On completion of core modules, Smartcane BMP provides Queensland cane growers with independent recognition and accreditation for their management of soil health and nutrients, irrigation and drainage, and weeds, pests and diseases.
Lower Herbert Growers Greg and Todd Erkkila review nutrient management plan. Credit: HCPSL.
Greg said it is great to get confirmation that farmers are doing the right thing for the environment. “Getting involved in this program shows that it has been worthwhile. If you’re established in the industry, it can be valuable to check where you are at, and if you are new and want to learn more, then it is perfect for that too,” he said.

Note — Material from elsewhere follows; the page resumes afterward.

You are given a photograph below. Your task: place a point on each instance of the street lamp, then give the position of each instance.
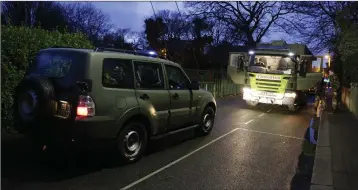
(329, 60)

“We love the Reef and want to do everything in our power to make sure we sustain it for generations to come,” said Greg.
Though Project CaNE™, 170 growers in the lower Herbert region have developed nutrient management plans across 16,051 hectares of cane farming land. Thirteen demonstration sites have been established to showcase best practices on-farm and farmers have benefited from new knowledge gained through the attendance of over 350 participants at workshops and field days. The project has resulted in a significant reduction in DIN entering the local waterways and making its way to the Great Barrier Reef.